**Source - Asteroid Light Curve Database 
https://sbn.psi.edu/pds/resource/lc.html**

**The above database consists of multiple files. The following observations are based on the summary file (LC Summary file) from the database.**

In [None]:
import pandas as pd
import numpy as np

In [None]:
pd.set_option('display.max_columns', 1000)
pd.set_option('display.width', 2000)

In [None]:
LCSummary = pd.read_csv('lc_summary.csv',skiprows = [0,1,2,3,4,5,6,7,8,9,10,11,12,13,14,15,17,18,19,20,21])


In [None]:
#Listing selected columns
print(LCSummary[['Number','Name','Family','Diam','Class']])

In [None]:
LCSummary.isnull().any()

All fields except 'Notes' have non-null values.

In [None]:
# How many rows in the dataset?
LCSummary['Number'].count()


In [None]:
#Just looking for the asteroid 'Ceres' details
LCSummary.loc[LCSummary['Name']=='Ceres']

In [None]:
#List all the collisional family types.
LCSummary.Family.unique()

**TNO families are not considered to be asteroids(based on wikipedia), hence we can eliminate it**

In [None]:
#Eliminating records that belongs to 'TNO' family
tnofam= LCSummary[LCSummary['Family']=='TNO']
LCSummary = LCSummary.drop(tnofam.index, axis=0)

In [None]:
#Looking for rows with negative values for diameter
print(LCSummary[LCSummary['Diam']<=0][['Name','Albedo','Diam','H']])

In [None]:
# As the rows with negative diameter do not have valid values for Albedo or H, we cannot calculate the diameter. Hence eliminate rows with invalid values for H,Albedo and Diam
invdiam= LCSummary[LCSummary['Albedo']<0]
LCSummary = LCSummary.drop(invdiam.index, axis=0)

In [None]:
# Sorting the rows based on descending values of diameter.
Sort_size = LCSummary.sort_values(by=['Diam'], ascending=False)

In [None]:
#Lets look at the top 10biggest asteroids
print(Sort_size.head(10)[['Number','Name','Family','Diam']])

Per above, the largest asteroid in size is Ceres followed by Pallas.

In [None]:
#Lets look the 10smallest asteroids
print(Sort_size.tail(10)[['Number','Name','Family','Diam']])

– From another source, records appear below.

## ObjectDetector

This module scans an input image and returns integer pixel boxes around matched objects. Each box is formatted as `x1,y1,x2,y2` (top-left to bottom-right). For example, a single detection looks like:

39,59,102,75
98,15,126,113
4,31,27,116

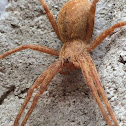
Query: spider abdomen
58,0,91,42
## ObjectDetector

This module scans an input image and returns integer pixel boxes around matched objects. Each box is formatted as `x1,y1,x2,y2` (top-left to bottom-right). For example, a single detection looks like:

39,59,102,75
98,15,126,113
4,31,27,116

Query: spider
0,0,126,126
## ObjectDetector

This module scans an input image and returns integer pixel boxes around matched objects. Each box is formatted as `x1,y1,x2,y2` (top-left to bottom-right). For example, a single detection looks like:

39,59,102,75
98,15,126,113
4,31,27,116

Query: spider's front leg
14,61,62,126
87,21,126,52
39,0,60,38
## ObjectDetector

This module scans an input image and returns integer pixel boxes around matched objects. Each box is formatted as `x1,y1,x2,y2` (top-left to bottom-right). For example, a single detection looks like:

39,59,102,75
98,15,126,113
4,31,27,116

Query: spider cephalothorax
0,0,126,126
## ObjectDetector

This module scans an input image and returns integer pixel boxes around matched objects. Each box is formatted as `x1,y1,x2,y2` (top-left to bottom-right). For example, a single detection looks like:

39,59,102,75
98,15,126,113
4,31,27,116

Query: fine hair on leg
78,55,113,126
0,45,59,59
85,0,99,43
39,0,60,39
14,61,62,126
87,21,126,52
85,54,119,126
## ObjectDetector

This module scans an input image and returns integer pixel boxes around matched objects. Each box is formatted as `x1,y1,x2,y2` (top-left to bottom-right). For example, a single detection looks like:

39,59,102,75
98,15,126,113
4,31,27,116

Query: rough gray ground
0,0,126,126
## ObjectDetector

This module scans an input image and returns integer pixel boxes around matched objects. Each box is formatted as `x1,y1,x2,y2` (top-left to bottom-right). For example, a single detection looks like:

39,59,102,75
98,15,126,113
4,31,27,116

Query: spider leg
86,0,99,43
87,21,126,52
39,0,60,38
86,55,119,126
14,61,62,126
78,55,113,126
0,45,59,59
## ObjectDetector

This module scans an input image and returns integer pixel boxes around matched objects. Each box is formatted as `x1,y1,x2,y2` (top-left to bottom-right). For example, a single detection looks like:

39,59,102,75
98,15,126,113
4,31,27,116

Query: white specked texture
0,0,126,126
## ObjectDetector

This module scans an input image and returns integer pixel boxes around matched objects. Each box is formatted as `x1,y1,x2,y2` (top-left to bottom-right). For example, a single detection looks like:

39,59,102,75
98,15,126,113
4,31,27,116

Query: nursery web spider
0,0,126,126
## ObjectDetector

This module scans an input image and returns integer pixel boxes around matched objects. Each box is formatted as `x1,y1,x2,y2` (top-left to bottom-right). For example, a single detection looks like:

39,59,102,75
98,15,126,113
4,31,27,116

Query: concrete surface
0,0,126,126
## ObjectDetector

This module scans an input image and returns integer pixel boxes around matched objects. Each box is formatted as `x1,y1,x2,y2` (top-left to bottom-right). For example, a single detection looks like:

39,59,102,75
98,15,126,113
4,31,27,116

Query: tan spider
0,0,126,126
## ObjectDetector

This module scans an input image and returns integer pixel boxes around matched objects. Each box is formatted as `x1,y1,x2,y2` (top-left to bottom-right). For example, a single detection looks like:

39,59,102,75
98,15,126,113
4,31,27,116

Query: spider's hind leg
86,0,99,43
78,55,113,126
14,61,62,126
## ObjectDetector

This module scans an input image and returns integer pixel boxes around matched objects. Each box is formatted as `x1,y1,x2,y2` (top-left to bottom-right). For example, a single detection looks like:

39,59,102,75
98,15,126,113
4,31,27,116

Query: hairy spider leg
87,21,126,52
86,0,99,43
39,0,60,39
78,54,113,126
0,45,59,59
14,61,62,126
85,54,119,126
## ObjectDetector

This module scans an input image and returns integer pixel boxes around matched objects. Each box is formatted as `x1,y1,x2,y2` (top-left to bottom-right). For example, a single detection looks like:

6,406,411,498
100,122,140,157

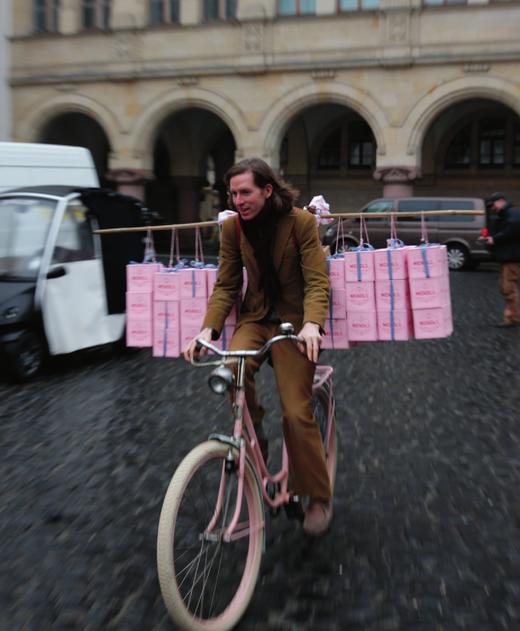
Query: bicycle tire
157,441,265,631
312,383,338,494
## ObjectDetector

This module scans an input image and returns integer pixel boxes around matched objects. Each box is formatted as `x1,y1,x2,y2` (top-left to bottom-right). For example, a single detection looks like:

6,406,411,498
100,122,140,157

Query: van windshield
0,198,57,280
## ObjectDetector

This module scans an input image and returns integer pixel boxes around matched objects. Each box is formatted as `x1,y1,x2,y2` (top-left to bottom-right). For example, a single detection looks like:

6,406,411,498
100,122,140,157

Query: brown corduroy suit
203,208,331,501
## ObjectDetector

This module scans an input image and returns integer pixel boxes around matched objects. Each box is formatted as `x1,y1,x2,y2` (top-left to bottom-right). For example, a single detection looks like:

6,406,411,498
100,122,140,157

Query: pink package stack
407,244,453,339
126,263,161,348
153,269,181,357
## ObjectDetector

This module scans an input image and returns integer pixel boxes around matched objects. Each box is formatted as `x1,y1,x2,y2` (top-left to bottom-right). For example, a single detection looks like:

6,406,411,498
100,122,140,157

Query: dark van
323,197,490,270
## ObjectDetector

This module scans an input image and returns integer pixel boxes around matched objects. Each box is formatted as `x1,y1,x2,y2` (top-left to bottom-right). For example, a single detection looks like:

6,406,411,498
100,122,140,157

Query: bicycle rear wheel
312,382,338,494
157,441,265,631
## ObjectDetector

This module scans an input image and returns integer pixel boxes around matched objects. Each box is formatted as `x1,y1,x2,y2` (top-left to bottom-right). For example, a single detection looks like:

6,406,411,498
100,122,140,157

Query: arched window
348,120,375,169
444,125,471,169
278,0,316,15
318,127,342,171
149,0,179,25
478,118,506,169
204,0,237,20
33,0,60,33
81,0,112,31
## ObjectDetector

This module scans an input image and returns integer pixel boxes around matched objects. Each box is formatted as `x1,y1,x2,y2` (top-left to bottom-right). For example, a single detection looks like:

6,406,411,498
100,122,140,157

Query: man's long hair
224,158,299,215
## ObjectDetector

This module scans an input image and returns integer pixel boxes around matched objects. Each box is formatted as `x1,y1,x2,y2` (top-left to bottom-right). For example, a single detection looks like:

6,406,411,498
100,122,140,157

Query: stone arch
23,94,119,151
130,88,248,168
403,76,520,164
258,81,388,163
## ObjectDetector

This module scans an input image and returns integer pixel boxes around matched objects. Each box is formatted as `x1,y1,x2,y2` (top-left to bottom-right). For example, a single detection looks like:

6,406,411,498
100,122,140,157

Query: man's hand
298,322,321,364
184,327,213,362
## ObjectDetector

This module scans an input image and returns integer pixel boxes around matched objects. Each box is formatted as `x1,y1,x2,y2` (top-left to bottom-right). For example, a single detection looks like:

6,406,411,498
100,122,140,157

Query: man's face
229,171,273,221
491,198,506,213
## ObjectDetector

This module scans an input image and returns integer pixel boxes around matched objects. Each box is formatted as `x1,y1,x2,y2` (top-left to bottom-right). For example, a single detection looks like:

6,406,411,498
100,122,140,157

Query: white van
0,142,99,193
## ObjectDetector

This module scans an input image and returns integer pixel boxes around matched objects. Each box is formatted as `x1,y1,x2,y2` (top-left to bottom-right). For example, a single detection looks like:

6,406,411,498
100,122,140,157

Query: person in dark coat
486,193,520,328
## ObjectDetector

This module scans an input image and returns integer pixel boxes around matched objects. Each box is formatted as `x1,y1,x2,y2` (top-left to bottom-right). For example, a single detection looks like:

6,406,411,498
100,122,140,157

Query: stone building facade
10,0,520,222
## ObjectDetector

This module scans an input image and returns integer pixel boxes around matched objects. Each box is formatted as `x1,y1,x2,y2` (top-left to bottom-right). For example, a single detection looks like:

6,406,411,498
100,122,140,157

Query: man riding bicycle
184,158,332,536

Per above the smallest asteroid is 2006 RH120

In [None]:
# Now lets group the asteroids based on the classes they belongs.
#Lets find out the unique classes first
Aclass = LCSummary.Class.unique()
np.sort(Aclass)

In [None]:
# Some classes are repeated (like C: and C),so applying the correction
LCSummary['Class']=LCSummary['Class'].replace(to_replace={'C:':'C','CB:':'CB','CBU:':'CBU','CP:':'CP','CX:':'CX','DCX:':'DCX','DTU:':'DTU','DU:':'DU','DX:':'DX','F:':'F','FC:':'FC','FCX:':'FCX','G:':'G','MU:':'MU','P:':'P','Sq':'SQ','XD:':'XD','CFU:':'CFU','Xk':'XK','DSU:':'DSU','Cgh':'CGH','FX:':'FX','GS:':'GS'},regex = True)

In [None]:
# Lets look at the final list
LCSummary.Class.unique()

In [None]:
sizebyclass = LCSummary.groupby('Class')['Name'].count()
print(sizebyclass)

In [None]:
# Find out the mean asteroid size for each class
sizebyclass = LCSummary.groupby('Class')['Diam'].mean().reset_index(name = 'Mean')
sizebyclass_a= sizebyclass.sort_values(by="Mean",ascending = 'True')
print(sizebyclass_a)

In [None]:
import matplotlib
import matplotlib.pyplot as plt
%matplotlib inline


Relation between Rotation period (in hours) and Asteroid diameter(km)

In [None]:
_ = LCSummary.plot.scatter(x='Diam', y='Period')

In [None]:
As we can see above, rotation period is less for bigger asteroids and vice versa.